⚡ Brazil's Electrification
China's EVs dominate Brazil, with sales soaring 2x 2023 totals and one company opening a factory.
Brazilians are buying more EVs than ever. One country in particular is profiting.
In case you’ve been living under a rock for the last few years, the single-combustion engine is facing its most dire threat since the walkable city. The name of this scourge is electric vehicles (EVs), and they’ve become all the rage as of late.
Today the world is seeing one country outperform all of the competition when it comes to making and selling these EVs. Unsurprisingly, that country is China, which has been the world’s single largest market for electric cars and other “new energy” vehicles for nearly a decade now.
China began its program promoting these vehicles in 2009, and has rolled out intense public subsidies to stimulate demand and develop the industry. The result? Today they’re exporting more EVs than ever, and in the process spooking other major producers who worry they’re being left behind on this ultra-high-value new technology.
With Europe and the United States imposing heavy tariffs to dissuade imports of Chinese EVs, ostensibly for “national security” (protectionist) reasons, China’s carmakers are looking elsewhere to offload their high supply.

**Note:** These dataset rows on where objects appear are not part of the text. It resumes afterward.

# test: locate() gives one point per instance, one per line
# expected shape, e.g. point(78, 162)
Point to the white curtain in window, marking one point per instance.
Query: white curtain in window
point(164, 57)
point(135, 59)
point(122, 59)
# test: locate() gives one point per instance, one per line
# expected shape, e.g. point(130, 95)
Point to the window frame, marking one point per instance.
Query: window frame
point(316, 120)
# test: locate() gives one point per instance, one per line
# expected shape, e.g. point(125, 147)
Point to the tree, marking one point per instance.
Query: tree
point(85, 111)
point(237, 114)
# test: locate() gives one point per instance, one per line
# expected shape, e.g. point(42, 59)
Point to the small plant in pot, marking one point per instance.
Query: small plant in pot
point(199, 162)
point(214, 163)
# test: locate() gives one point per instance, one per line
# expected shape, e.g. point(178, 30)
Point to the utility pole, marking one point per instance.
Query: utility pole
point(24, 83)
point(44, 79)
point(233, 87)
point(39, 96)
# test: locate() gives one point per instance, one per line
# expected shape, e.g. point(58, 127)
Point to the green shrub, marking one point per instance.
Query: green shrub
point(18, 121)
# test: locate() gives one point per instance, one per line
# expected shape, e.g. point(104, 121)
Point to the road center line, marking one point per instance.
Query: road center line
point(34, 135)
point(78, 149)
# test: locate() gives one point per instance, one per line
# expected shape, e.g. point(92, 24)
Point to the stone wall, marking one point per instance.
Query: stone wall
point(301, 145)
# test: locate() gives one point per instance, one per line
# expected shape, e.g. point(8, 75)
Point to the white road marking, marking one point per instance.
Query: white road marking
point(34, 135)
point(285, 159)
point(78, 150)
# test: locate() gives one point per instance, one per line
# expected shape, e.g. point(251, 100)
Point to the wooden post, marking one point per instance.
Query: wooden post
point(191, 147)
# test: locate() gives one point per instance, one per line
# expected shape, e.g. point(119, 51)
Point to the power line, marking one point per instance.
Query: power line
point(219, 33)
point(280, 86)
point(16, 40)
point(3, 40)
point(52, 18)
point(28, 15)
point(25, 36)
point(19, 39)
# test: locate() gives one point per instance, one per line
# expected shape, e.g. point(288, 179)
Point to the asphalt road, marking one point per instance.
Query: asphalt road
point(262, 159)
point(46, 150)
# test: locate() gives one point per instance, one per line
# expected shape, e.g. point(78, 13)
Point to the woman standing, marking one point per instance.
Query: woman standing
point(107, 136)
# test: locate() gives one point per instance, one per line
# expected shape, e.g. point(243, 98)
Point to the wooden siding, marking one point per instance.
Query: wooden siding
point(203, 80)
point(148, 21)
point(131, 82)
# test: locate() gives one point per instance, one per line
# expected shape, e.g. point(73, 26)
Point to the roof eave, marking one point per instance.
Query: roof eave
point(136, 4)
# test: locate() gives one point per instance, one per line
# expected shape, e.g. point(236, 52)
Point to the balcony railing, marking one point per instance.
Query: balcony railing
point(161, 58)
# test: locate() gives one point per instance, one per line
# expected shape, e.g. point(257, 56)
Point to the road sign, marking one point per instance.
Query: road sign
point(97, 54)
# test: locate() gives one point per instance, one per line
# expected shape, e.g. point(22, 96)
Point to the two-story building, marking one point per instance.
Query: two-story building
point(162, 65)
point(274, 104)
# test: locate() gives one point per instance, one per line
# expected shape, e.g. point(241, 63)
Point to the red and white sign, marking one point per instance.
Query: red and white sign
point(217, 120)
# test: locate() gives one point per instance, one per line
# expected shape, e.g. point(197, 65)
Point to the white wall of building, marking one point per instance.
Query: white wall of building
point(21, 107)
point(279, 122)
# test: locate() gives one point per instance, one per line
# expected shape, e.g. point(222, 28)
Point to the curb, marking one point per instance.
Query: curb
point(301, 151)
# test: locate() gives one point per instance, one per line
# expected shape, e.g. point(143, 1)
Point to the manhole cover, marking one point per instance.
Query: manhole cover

And Brazil is looking mighty attractive.
Brazil actually surpassed Belgium in May to become the number-one destination for Chinese EVs, something you’d know already if you cared to read the Domingo Brief each Sunday.
Remarkably, in the first half of this year, Brazil has seen electric car sales soar, surpassing twice the total of 2023 and quadrupling that of 2022.
Roughly 60% of all electric vehicles sold this year in Latin America’s largest market came from China. And this will be the first year that Brazil tops 100K electric vehicles sold.
But who’s leading the charge? Is there a Chinese Elon Musk?
Well if there is, he’s certainly much less…visible than the American one. Two Chinese companies, BYD and Great Wall Motors, actually top the charts when it comes to EV sales in Brazil.
With no American or European company coming even close, it’s clear that this is a case where the Brazil-China trade relationship is just that much stronger. After all, BYD is even opening a manufacturing plant in Brazil, having bought a defunct Ford factory in the northeastern state of Bahia. If that isn’t symbolic, we don’t know what is.
Notably, it’s not just Brazil’s massive domestic market which is so attractive for BYD and its Chinese competitors. Electric vehicles also require minerals such as lithium, of which Brazil has relatively little but its neighbors have much more.
All of this taken together, it’s clear that Chinese EVs are not going anywhere in Brazil’s automobile future.